Loading llama-13b...
CUDA extension not installed.
Loading model ...
Killed
I reran the install, this time with no prefix install dir and granting the right perms for my user sudo chown -R sam:sam /usr/local/lib/python3.10/dist-packages/ and same error
python3 server.py --wbits 4 --model llama-13b --no-stream
===================================BUG REPORT===================================
Welcome to bitsandbytes.
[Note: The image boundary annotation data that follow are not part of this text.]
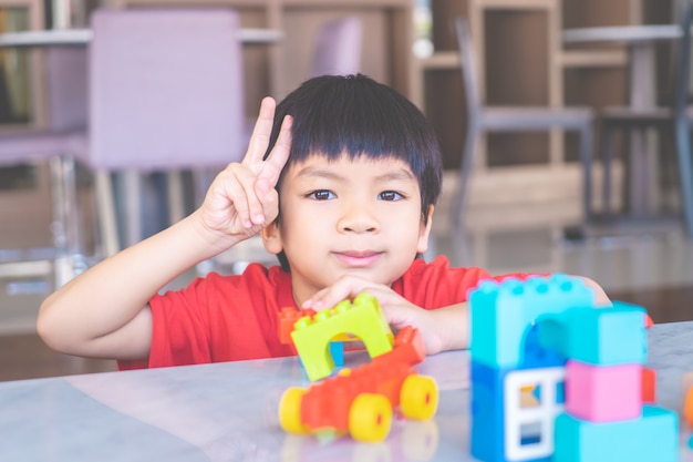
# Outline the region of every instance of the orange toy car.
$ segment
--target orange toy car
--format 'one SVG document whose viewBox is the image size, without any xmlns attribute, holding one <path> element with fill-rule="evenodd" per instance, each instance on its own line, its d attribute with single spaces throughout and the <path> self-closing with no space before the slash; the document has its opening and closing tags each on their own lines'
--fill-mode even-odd
<svg viewBox="0 0 693 462">
<path fill-rule="evenodd" d="M 279 403 L 281 428 L 294 434 L 333 431 L 356 441 L 379 442 L 390 433 L 393 409 L 407 419 L 426 420 L 438 407 L 431 377 L 412 367 L 423 361 L 421 333 L 402 329 L 392 351 L 355 369 L 343 369 L 309 388 L 288 389 Z"/>
</svg>

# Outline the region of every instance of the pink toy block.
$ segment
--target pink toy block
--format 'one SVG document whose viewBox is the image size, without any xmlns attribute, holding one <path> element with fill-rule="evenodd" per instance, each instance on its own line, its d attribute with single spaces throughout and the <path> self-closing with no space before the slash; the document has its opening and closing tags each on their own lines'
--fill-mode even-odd
<svg viewBox="0 0 693 462">
<path fill-rule="evenodd" d="M 642 368 L 642 402 L 656 403 L 656 370 Z"/>
<path fill-rule="evenodd" d="M 566 412 L 591 422 L 642 414 L 642 366 L 566 363 Z"/>
</svg>

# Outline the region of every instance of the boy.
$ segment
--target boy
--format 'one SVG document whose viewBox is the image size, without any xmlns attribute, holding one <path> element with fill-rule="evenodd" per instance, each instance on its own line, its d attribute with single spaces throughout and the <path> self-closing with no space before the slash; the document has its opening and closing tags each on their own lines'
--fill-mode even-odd
<svg viewBox="0 0 693 462">
<path fill-rule="evenodd" d="M 466 292 L 490 276 L 416 258 L 441 177 L 435 135 L 411 102 L 363 75 L 311 79 L 277 107 L 262 101 L 246 157 L 196 212 L 46 298 L 39 333 L 125 369 L 289 356 L 282 307 L 320 310 L 368 291 L 395 329 L 420 329 L 427 353 L 466 348 Z M 252 264 L 157 294 L 257 233 L 282 268 Z"/>
</svg>

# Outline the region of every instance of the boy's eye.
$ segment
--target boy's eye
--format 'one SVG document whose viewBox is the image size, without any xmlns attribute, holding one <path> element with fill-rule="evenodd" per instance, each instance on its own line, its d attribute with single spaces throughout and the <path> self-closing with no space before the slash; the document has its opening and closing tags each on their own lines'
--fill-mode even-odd
<svg viewBox="0 0 693 462">
<path fill-rule="evenodd" d="M 313 198 L 316 201 L 329 201 L 334 198 L 334 193 L 328 189 L 318 189 L 308 194 L 308 197 Z"/>
<path fill-rule="evenodd" d="M 377 198 L 380 201 L 394 202 L 394 201 L 403 199 L 404 196 L 395 191 L 383 191 L 382 193 L 377 195 Z"/>
</svg>

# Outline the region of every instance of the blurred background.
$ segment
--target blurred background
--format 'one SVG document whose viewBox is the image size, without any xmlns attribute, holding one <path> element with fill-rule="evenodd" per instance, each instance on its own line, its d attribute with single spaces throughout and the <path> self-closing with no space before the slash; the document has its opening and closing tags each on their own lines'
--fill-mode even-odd
<svg viewBox="0 0 693 462">
<path fill-rule="evenodd" d="M 674 131 L 676 102 L 685 112 L 691 86 L 683 73 L 686 3 L 0 0 L 0 380 L 113 370 L 110 361 L 43 346 L 34 328 L 41 300 L 84 267 L 192 212 L 215 171 L 192 163 L 172 174 L 93 160 L 97 122 L 87 96 L 102 83 L 90 80 L 99 76 L 89 73 L 86 57 L 95 69 L 100 10 L 235 11 L 242 95 L 229 104 L 247 120 L 261 97 L 281 99 L 317 73 L 361 72 L 411 99 L 433 124 L 445 164 L 426 258 L 446 255 L 495 274 L 585 275 L 612 298 L 643 305 L 655 322 L 693 319 L 691 153 Z M 132 40 L 128 47 L 138 48 Z M 321 47 L 342 58 L 334 68 L 320 68 Z M 55 50 L 72 58 L 61 66 Z M 170 82 L 186 75 L 188 86 L 163 112 L 208 85 L 189 55 L 178 58 L 179 68 L 165 75 Z M 68 72 L 62 88 L 58 70 Z M 128 103 L 131 113 L 136 103 Z M 59 120 L 65 107 L 68 122 Z M 192 135 L 211 124 L 198 115 L 186 115 Z M 166 129 L 164 137 L 176 132 Z M 608 168 L 604 153 L 613 157 Z M 97 178 L 107 179 L 104 188 Z M 248 242 L 167 288 L 209 270 L 239 271 L 251 260 L 275 263 Z"/>
</svg>

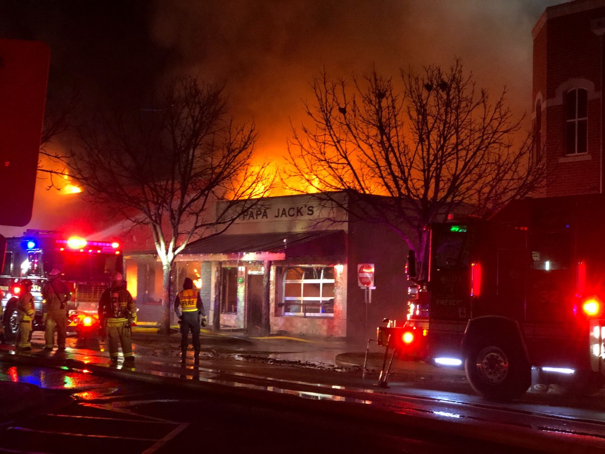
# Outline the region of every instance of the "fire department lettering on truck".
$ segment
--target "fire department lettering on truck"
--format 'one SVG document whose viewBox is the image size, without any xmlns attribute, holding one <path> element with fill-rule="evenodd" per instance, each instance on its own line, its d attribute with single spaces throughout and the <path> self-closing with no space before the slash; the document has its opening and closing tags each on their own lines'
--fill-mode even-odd
<svg viewBox="0 0 605 454">
<path fill-rule="evenodd" d="M 435 300 L 435 304 L 441 306 L 461 306 L 462 300 Z"/>
</svg>

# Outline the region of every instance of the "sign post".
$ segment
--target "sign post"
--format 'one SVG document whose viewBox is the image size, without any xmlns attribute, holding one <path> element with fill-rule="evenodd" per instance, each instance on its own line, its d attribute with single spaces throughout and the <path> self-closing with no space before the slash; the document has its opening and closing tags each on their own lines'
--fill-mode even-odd
<svg viewBox="0 0 605 454">
<path fill-rule="evenodd" d="M 372 302 L 374 286 L 374 264 L 359 263 L 357 265 L 357 283 L 365 291 L 365 334 L 368 334 L 368 308 Z"/>
</svg>

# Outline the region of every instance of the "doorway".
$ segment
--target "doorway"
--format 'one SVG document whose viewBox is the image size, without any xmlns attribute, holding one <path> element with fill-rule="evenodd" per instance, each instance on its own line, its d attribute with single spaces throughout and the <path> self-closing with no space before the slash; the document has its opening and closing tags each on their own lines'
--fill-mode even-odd
<svg viewBox="0 0 605 454">
<path fill-rule="evenodd" d="M 258 335 L 263 332 L 263 274 L 249 274 L 247 282 L 248 332 Z"/>
</svg>

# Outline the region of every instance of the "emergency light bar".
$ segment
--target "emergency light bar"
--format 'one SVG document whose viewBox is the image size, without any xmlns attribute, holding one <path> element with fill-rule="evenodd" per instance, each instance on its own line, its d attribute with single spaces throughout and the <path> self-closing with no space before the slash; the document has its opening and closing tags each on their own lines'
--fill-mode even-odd
<svg viewBox="0 0 605 454">
<path fill-rule="evenodd" d="M 119 247 L 120 243 L 116 242 L 109 243 L 100 241 L 88 241 L 80 237 L 70 237 L 67 240 L 57 240 L 57 243 L 60 245 L 59 248 L 60 251 L 65 251 L 67 249 L 83 252 L 87 250 L 89 252 L 96 252 L 98 253 L 115 251 L 116 254 L 120 254 L 119 251 L 116 251 Z M 90 249 L 85 249 L 87 248 Z"/>
</svg>

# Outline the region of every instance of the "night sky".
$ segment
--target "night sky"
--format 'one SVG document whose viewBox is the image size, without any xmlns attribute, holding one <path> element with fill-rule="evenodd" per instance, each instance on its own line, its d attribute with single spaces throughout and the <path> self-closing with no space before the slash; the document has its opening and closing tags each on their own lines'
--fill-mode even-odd
<svg viewBox="0 0 605 454">
<path fill-rule="evenodd" d="M 0 38 L 48 44 L 50 104 L 77 90 L 87 106 L 110 99 L 145 107 L 175 74 L 224 84 L 237 118 L 256 123 L 257 153 L 278 157 L 324 68 L 348 77 L 374 66 L 397 76 L 459 57 L 494 94 L 506 85 L 516 114 L 529 111 L 531 30 L 561 2 L 0 0 Z M 42 213 L 34 209 L 35 223 Z"/>
</svg>

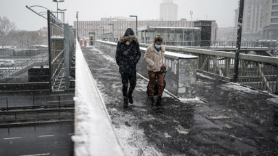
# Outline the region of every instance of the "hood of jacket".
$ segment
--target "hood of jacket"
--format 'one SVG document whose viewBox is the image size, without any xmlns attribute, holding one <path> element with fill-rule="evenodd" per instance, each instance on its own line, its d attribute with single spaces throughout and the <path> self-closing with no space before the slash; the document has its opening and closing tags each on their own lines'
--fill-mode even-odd
<svg viewBox="0 0 278 156">
<path fill-rule="evenodd" d="M 163 45 L 161 44 L 161 47 L 160 48 L 162 52 L 165 51 L 165 49 Z M 154 43 L 152 43 L 152 45 L 150 45 L 150 51 L 157 51 L 157 49 L 154 48 Z"/>
<path fill-rule="evenodd" d="M 138 38 L 135 36 L 132 29 L 131 29 L 131 28 L 128 28 L 126 29 L 124 37 L 122 37 L 119 40 L 119 42 L 121 43 L 121 42 L 125 42 L 128 40 L 135 40 L 136 42 L 138 42 Z"/>
</svg>

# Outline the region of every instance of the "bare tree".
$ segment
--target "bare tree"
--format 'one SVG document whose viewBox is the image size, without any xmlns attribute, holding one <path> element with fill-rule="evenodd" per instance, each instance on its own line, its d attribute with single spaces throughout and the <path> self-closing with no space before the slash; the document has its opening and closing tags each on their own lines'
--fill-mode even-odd
<svg viewBox="0 0 278 156">
<path fill-rule="evenodd" d="M 2 46 L 2 55 L 3 47 L 7 44 L 7 36 L 12 31 L 14 30 L 16 27 L 14 23 L 10 21 L 9 18 L 5 16 L 0 16 L 0 42 Z"/>
</svg>

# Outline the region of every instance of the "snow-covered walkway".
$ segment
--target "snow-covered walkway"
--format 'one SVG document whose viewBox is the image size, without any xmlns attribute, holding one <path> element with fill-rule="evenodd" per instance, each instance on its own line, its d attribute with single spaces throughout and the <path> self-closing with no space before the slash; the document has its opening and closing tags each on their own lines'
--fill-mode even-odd
<svg viewBox="0 0 278 156">
<path fill-rule="evenodd" d="M 126 155 L 276 155 L 278 96 L 198 75 L 201 102 L 163 93 L 163 108 L 148 103 L 148 82 L 137 77 L 135 103 L 122 107 L 118 67 L 93 47 L 83 55 Z"/>
</svg>

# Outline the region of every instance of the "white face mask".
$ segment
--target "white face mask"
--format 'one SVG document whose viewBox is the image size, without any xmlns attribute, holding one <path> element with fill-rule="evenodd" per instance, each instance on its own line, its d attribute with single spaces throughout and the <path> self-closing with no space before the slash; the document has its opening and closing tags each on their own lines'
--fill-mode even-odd
<svg viewBox="0 0 278 156">
<path fill-rule="evenodd" d="M 154 47 L 156 49 L 160 49 L 161 47 L 161 45 L 155 44 Z"/>
</svg>

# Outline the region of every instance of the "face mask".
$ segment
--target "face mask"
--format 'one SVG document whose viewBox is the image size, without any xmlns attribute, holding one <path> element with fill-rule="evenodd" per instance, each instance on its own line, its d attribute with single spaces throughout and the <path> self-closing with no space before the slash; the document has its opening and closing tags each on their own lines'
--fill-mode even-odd
<svg viewBox="0 0 278 156">
<path fill-rule="evenodd" d="M 161 45 L 155 44 L 154 47 L 156 49 L 160 49 L 160 47 L 161 47 Z"/>
</svg>

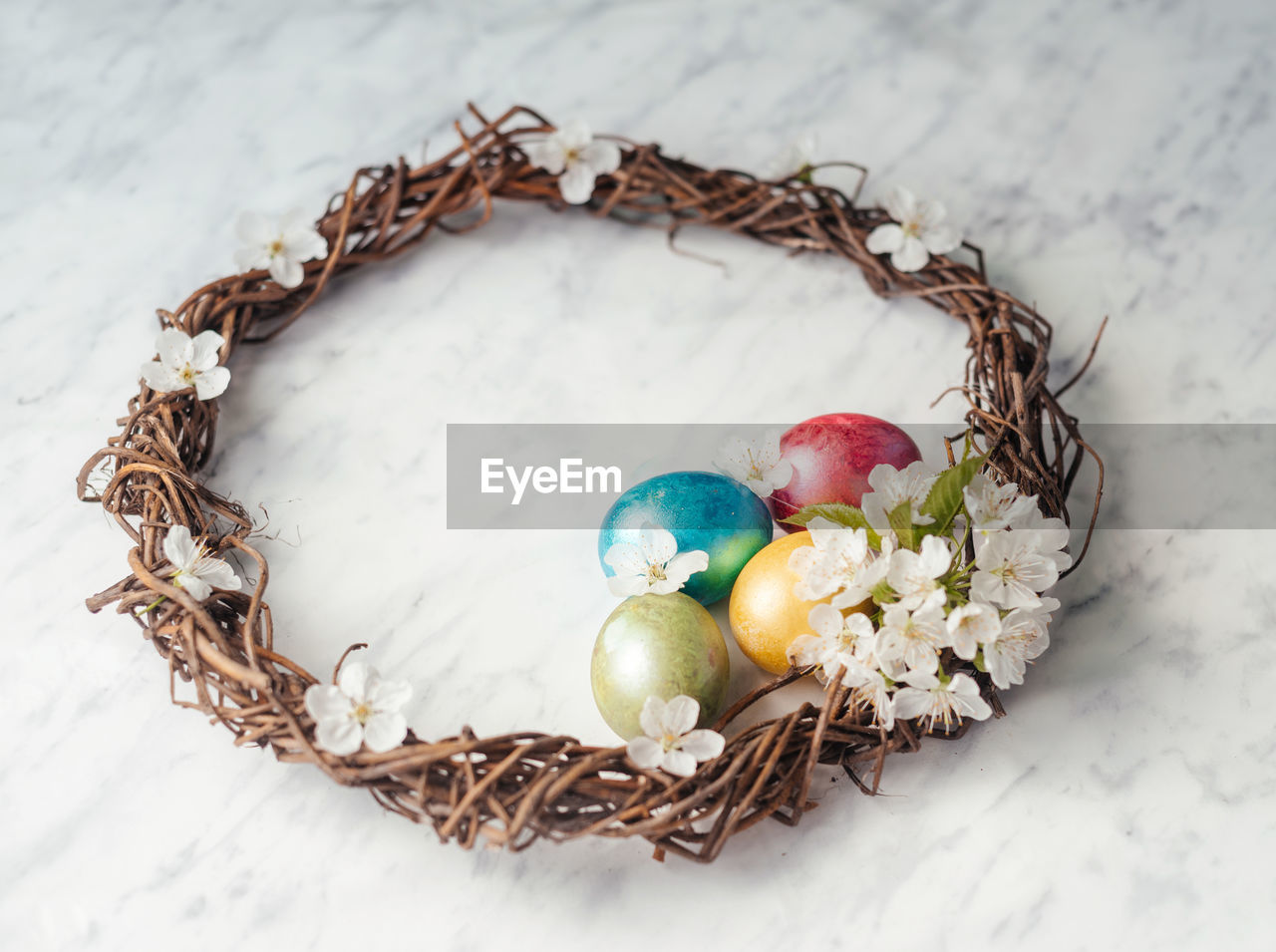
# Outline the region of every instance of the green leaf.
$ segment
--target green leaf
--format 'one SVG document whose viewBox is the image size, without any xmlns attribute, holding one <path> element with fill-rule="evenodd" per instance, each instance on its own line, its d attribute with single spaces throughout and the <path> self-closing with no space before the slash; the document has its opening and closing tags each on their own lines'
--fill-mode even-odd
<svg viewBox="0 0 1276 952">
<path fill-rule="evenodd" d="M 829 522 L 836 522 L 838 526 L 846 526 L 847 528 L 863 528 L 868 532 L 869 545 L 874 549 L 882 549 L 882 537 L 873 531 L 869 524 L 868 518 L 865 518 L 864 512 L 854 505 L 847 505 L 846 503 L 817 503 L 815 505 L 806 505 L 789 516 L 781 522 L 787 522 L 791 526 L 805 526 L 812 519 L 824 518 Z"/>
<path fill-rule="evenodd" d="M 905 499 L 888 512 L 886 518 L 891 523 L 891 528 L 894 530 L 894 535 L 900 539 L 900 545 L 905 549 L 912 549 L 916 542 L 912 526 L 912 500 Z"/>
<path fill-rule="evenodd" d="M 972 456 L 939 473 L 930 487 L 929 495 L 926 495 L 926 502 L 921 504 L 921 514 L 934 516 L 935 521 L 920 526 L 921 535 L 929 536 L 948 530 L 957 512 L 961 509 L 961 491 L 984 468 L 986 458 L 986 456 Z"/>
</svg>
For bug reports, please submit your error trace to: https://github.com/TimDettmers/bitsandbytes/issues
================================================================================
CUDA SETUP: CUDA runtime path found: /usr/local/cuda/lib64/libcudart.so
CUDA SETUP: Highest compute capability among GPUs detected: 3.7
CUDA SETUP: Detected CUDA version 112
/usr/local/lib/python3.10/dist-packages/bitsandbytes-0.37.2-py3.10.egg/bitsandbytes/cuda_setup/main.py:136: UserWarning: WARNING: Compute capability < 7.5 detected! Only slow 8-bit matmul is supported for your GPU!
warn(msg)
CUDA SETUP: Loading binary /usr/local/lib/python3.10/dist-packages/bitsandbytes-0.37.2-py3.10.egg/bitsandbytes/libbitsandbytes_cuda112_nocublaslt.so...
Loading llama-13b...
Loading model ...
Killed
Nothing gets loaded into GPU, only system memory.